F5 Networks: stare un passo avanti per far bene alle reti

Manlio Paparelli spiega perché ad anticipare il day-by-day c’è da guadagnarci. E che il cloud è una questione di fiducia e lucidità d’ingegno.

Da anni F5 Networks si è fatta portatrice di un messaggio chiaro verso i detentori delle reti, un’esortazione a investire in soluzioni di ottimizzazione per rendere trattabili, disponibili e sicure le applicazioni che vi transitano, a beneficio dell’operatività d’azienda.
In somma sintesi: Application delivery networking.

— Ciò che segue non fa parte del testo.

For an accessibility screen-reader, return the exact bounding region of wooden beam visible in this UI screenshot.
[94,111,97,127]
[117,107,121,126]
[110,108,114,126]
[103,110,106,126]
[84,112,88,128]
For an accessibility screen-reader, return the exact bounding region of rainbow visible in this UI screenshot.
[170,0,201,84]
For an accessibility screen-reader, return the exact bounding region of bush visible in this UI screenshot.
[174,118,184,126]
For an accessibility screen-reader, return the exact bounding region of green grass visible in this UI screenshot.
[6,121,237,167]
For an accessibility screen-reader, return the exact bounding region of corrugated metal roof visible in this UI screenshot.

La casa di Seattle è guidata in Italia da Manlio Paparelli (manager di lungo corso nel mercato networking nazionale), in qualità di Regional Director Italia e Turchia.
«In questi anni ci siamo affermati su tutti i trend tecnologici determinati dalle nuove esigenze – ci dice -. Abbiamo una presenza sostanziale presso tutte le grandi imprese, anche Pa. Per loro la nostra tecnologia è importante e necessaria per far conseguire gli obiettivi economici relativi a virtualizzazione, cloud, consolidamento del datacenter».

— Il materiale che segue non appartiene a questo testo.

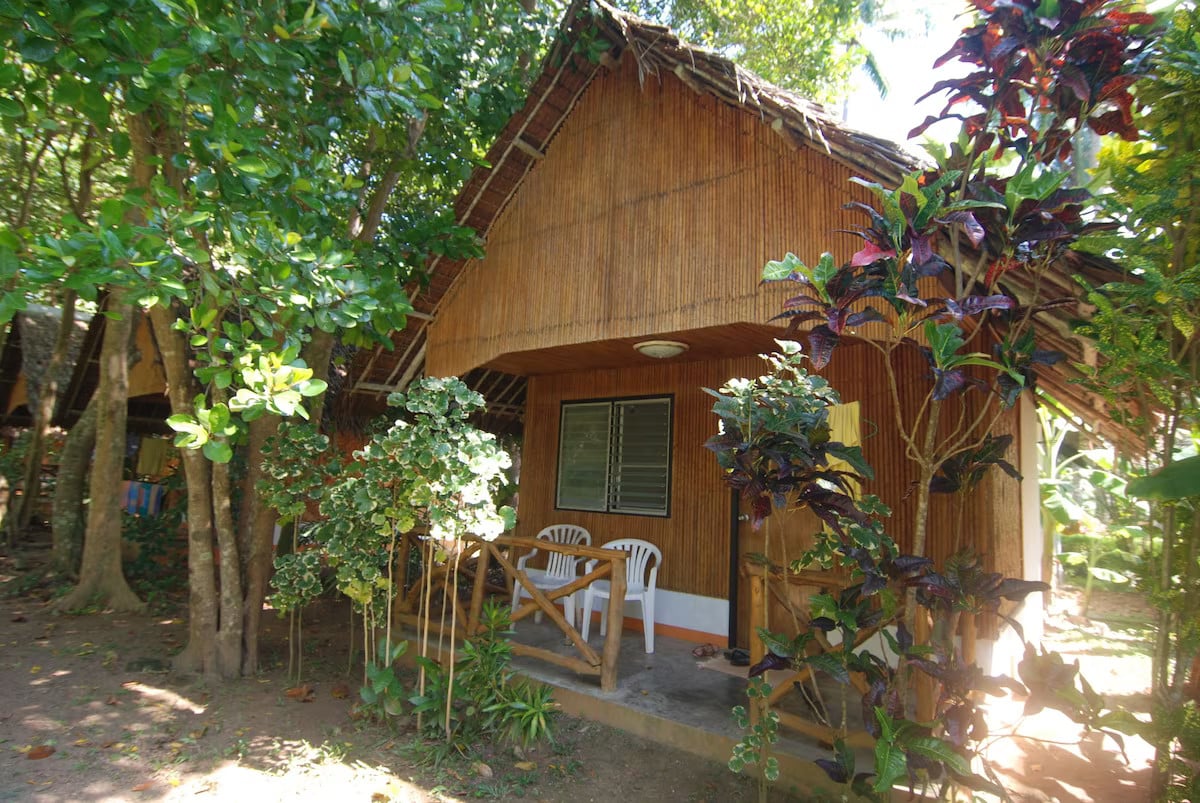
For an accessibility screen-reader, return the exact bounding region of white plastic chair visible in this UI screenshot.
[582,538,662,653]
[512,525,592,628]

Detta così pare che il vostro ruolo debba essere quello degli anticipatori tecnologici…

Lo siamo. Manteniamo la leadership tecnologica di avanguardia. Non dimentichiamo che la virtualizzazione nasce con F5 per far utilizzare l’applicazione più disponibile. La facciamo da almeno quindici anni.
Ma il nostro approccio visionario è un continuum.

L’Application delivery networking è stato digerito dalle aziende?


Partiamo sempre dal fatto che noi portiamo sul mercato cose più avanzate di quel che il mercato necessita sul momento. Siamo più avanti rispetto alla gestione day by day. Comunque oggi si parla ancora di bilanciamento, di traffic shaping e management. In alcuni ambiti, come il finance, il motivo è chiaro sin dall’inizio: la qualità. Le Tlc hanno bisogno di soluzioni più specializzate.
Poi comunque dipende dalla dimensione dell’azienda, qualsiasi sia il settore.

A chi parlate in azienda?

Il passato il nostro interlocutore era solamente l’uomo del networking. Ora con le applicazioni di business si aggiungono altre figure manageriali.
Il cloud come cambia, se lo fa, il vostro scenario?
Sul lato della sicurezza il nostro ruolo diventa ancora più importante. Non diamo solo una piattaforma, ma qualcosa di trusted. Sta a noi, insomma, rassicurare l’utente finale con una soluzione sicura e lavorando in parallelo con le società che danno i servizi.

L’attività è fattibile anche per il cloud più difficile? Quello ibrido?

È una complessità che siamo abituati a maneggiare. Il nostro ruolo è sempre quello di chi è capace di fare il giusto distinguo, fra la complessità che va gestita e quella che può far paura. La prima si risolve con la buona programmazione, la seconda riguarda temi da ricondurre nel giusto alveo.

Ma questo tipo di cloud è stata una sorpresa?

Non per noi che, certo non da soli, lo abbiamo determinato, assolvendo il compito che spetta a ogni azienda innovativa.
E adesso che competenze servono sul campo?
Aiutiamo gli utenti con il nostro solito metodo di supporto, ma lo facciamo in un contesto di riferimento più ampio. Di fatto abbiamo un ruolo consulenziale più forte. Con i partner abbiamo ridefinito un anno fa il programma, rendendolo più strutturato, riconoscendo gli operatori ma anche chiedendo loro più investimenti in knowldedge.

Che mercato è l’Italia per voi?


Un buon mercato, che ogni trimestre ci porta nuovi clienti nei principali settori.

Di che qualità è la rete nelle aziende italiane?

Diciamo che è in evoluzione, che alcune aziende sono state penalizzate da investimenti scarsi. Ma ora c’è una tendenza, specie in ambito enterprise, a investire in infrastrutture, specie nel campo delle Tlc e dei provider.